What is your definition of a SHORT TERM RENTAL? How much do you charge for an inspection and re-inspections? Is there a fine if they don't cooperate?


----------



## mtlogcabin (Mar 4, 2020)

$100.00 annual permit, $75.00 for an annual renewal which includes the annual inspection. If they do not pass they do not get a permit and the state will not give the required state license. We have to go through the courts and they can fine them up to $250.00 per day.

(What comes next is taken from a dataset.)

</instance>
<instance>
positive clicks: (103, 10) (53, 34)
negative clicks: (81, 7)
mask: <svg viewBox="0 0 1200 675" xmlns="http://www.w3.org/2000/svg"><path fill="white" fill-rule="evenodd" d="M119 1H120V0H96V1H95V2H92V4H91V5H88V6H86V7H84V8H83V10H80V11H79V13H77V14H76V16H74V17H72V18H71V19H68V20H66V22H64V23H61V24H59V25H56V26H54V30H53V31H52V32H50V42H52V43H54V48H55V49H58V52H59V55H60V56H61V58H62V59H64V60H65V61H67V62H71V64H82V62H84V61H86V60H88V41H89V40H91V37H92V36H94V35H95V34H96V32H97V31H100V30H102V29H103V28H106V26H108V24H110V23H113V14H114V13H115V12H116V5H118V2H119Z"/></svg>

We subscribe to a service that monitors VRBO's advertised on the internet in our city limits and that is how we get notified of them since we do not have a business license requirement.

FYI
Since a lot of older homes do not meet today's egress window size requirement we use this IEBC section to allow existing windows to remain since going from an R-3 to an R1 is a higher hazard under the table

 2018 IEBC

1011.4.1 Means of egress for change to a higher-hazard category.
Where a change of occupancy classification is made to a higher-hazard category (lower number) as shown in Table 1011.4, the means of egress shall comply with the requirements of Chapter 10 of the International Building Code.
Exceptions:

7.    An existing operable window with clear opening area not less than 4 square feet (0.38 m2) and minimum opening height and width of 22 inches (559 mm) and 20 inches (508 mm), respectively, shall be accepted as an emergency escape and rescue opening.


----------